Tre giorni dopo il voto del 25 settembre Enrico Letta si è dimesso da segretario, pur accettando di traghettare il Pd fino al congresso. È finito così un ciclo durato 561 giorni e i consensi del principale partito di centrosinistra sono precipitati al 17,9%: -3,8% rispetto a otto mesi prima. Al contrario, prima ancora di ricevere l'incarico formale di formare il nuovo governo, Giorgia Meloni è salita ulteriormente nei sondaggi, arrivando al 26,7%: nel suo caso, c'è una crescita di ben 7,5 punti percentuali nello stesso periodo.
Un successo frutto della costanza e della coerenza, ma non certo scontato.

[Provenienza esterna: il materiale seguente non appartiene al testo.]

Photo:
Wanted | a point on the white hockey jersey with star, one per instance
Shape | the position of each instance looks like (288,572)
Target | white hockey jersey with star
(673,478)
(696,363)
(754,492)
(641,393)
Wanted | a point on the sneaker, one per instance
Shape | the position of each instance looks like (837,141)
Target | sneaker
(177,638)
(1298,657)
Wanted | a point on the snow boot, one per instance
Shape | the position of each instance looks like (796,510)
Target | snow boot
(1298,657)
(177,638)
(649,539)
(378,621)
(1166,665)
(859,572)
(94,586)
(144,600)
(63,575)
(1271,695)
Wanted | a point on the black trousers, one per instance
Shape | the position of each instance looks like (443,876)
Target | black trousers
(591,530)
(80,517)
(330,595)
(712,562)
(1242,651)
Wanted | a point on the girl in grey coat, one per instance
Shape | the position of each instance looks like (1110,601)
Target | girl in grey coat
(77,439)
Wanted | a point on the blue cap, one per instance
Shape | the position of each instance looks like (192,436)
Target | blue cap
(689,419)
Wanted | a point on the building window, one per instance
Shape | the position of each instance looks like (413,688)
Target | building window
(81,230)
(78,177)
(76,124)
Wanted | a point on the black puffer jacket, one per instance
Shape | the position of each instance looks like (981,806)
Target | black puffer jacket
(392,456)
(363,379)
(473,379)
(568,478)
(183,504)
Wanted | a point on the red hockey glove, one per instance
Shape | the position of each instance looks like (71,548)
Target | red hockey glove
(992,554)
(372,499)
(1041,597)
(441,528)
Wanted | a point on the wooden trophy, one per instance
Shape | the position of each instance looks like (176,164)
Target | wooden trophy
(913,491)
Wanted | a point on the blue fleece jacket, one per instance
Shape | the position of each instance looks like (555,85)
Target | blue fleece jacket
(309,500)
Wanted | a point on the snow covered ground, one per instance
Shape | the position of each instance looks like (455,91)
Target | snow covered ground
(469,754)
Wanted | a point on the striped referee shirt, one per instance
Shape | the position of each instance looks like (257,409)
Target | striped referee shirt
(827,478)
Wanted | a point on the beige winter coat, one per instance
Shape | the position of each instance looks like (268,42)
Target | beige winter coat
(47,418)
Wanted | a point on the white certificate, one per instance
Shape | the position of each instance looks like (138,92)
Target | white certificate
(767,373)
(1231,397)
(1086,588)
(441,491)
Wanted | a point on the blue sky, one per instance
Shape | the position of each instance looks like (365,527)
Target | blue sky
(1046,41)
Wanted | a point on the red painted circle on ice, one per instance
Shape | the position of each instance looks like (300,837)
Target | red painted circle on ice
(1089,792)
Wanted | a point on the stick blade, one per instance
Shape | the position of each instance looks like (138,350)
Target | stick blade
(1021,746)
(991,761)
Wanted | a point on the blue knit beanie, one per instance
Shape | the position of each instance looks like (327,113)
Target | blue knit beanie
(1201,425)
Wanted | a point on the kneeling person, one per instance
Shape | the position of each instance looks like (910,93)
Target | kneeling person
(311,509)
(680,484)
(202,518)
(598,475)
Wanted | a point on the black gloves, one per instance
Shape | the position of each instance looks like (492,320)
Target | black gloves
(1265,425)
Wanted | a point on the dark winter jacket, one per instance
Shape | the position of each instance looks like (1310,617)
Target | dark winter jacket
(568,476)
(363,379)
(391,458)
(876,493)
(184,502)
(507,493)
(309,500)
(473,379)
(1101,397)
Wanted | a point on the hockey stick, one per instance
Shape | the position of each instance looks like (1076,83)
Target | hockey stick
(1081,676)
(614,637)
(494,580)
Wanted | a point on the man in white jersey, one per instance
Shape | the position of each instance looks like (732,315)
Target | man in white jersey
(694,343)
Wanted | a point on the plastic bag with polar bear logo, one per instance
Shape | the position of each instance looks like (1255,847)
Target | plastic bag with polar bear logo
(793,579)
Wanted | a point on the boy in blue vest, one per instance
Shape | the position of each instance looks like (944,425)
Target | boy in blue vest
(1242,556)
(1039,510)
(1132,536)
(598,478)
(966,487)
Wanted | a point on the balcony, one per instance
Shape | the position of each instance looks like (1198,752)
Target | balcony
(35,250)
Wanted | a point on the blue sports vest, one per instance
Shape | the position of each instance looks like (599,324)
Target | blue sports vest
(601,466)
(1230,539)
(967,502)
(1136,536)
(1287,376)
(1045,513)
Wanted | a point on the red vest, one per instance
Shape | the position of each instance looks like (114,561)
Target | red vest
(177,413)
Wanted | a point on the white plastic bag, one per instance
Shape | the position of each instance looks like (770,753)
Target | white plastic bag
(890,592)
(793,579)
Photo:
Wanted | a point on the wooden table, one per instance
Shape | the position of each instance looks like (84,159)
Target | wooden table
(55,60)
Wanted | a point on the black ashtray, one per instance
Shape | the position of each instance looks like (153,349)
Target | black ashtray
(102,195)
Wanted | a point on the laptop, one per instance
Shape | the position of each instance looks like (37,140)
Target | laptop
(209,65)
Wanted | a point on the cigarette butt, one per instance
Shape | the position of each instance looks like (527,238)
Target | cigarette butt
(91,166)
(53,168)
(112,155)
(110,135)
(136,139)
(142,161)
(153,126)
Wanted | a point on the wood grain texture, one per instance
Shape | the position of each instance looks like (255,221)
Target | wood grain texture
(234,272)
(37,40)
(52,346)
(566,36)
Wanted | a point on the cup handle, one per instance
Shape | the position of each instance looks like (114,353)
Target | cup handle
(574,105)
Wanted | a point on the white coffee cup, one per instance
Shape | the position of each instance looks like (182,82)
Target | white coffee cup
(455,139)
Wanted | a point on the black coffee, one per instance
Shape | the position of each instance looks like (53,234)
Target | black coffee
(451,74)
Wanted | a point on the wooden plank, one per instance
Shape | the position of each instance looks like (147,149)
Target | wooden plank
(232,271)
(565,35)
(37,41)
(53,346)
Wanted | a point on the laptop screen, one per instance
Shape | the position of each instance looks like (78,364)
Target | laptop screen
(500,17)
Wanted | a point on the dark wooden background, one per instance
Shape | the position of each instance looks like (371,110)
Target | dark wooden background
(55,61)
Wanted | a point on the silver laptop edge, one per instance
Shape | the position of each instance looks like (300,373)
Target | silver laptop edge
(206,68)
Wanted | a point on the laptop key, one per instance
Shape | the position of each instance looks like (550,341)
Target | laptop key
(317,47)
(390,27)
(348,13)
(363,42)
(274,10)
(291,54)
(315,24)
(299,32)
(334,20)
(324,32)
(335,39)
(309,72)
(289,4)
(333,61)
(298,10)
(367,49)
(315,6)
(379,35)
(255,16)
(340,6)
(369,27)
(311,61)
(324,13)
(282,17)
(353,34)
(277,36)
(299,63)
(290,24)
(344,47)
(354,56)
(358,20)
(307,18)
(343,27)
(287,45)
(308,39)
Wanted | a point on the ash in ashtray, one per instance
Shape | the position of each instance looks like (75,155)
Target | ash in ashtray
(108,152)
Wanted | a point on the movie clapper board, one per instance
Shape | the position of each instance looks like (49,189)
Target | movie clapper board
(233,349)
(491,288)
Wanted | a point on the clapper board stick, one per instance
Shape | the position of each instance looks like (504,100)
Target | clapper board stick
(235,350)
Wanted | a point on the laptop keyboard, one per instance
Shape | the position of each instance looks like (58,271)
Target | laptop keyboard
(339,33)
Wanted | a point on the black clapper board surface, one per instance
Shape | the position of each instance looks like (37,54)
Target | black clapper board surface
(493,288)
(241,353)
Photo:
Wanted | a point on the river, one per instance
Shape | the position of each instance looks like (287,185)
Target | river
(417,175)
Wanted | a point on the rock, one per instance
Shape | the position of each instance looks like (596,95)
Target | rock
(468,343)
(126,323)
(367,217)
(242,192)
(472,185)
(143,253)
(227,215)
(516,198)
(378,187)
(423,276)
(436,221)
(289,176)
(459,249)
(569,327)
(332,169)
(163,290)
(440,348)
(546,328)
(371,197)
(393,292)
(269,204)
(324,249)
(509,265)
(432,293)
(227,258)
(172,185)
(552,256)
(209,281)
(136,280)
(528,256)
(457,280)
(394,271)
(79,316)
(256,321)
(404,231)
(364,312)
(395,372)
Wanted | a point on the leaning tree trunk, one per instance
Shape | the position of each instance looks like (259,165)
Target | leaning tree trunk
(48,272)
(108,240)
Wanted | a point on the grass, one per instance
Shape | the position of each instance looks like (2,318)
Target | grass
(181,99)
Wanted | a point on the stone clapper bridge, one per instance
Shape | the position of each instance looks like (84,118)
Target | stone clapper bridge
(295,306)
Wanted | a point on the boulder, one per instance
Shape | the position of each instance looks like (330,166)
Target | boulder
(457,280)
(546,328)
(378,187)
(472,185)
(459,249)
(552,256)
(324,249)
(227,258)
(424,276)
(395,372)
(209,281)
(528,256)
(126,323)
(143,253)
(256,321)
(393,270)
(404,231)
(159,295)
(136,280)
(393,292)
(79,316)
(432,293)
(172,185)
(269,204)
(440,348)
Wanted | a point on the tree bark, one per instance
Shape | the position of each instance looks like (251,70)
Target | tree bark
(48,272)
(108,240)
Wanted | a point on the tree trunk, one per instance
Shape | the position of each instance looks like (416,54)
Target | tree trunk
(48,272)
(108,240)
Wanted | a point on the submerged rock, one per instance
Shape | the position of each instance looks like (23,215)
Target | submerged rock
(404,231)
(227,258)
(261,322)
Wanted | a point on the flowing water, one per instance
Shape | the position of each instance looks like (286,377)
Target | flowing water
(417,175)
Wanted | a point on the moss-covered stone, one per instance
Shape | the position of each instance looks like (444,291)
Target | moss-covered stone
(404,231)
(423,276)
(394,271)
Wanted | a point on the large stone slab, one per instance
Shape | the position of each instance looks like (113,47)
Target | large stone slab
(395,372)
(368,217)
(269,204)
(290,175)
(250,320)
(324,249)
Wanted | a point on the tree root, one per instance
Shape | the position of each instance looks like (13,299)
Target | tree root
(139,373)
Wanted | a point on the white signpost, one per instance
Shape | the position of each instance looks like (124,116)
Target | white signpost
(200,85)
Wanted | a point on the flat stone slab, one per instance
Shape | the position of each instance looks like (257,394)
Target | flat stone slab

Fino a quattro settimane dal voto, il Pd sperava ancora di poter risultare il primo partito d'Italia. Alcune autorevoli fonti Dem avevano infatti rivelato ad affaritaliani.it che solo in quel caso Letta avrebbe potuto dirsi soddisfatto, pur essendo ampiamente prevista la sconfitta della coalizione di centrosinistra, e quindi avrebbe potuto abbinare la guida dell'opposizione a quella del Pd.
In casi come questi ognuno ha la sua legittima opinione e molti si sentono in obbligo di condividerla. I numeri spiegano invece in maniera scientifica come - al di là del chiacchericcio - la situazione sia cambiata in maniera radicale nel giro di un tempo molto breve. Un elemento che il Pd dovrebbe mettere al centro della propria riflessione, anche in vista del congresso, ben prima di giocare al toto-nomi su chi prenderà il posto di Letta, che non può certo essere considerato l'unico responsabile di una debacle così netta e repentina. A patto però che se ne comprendano davvero le ragioni.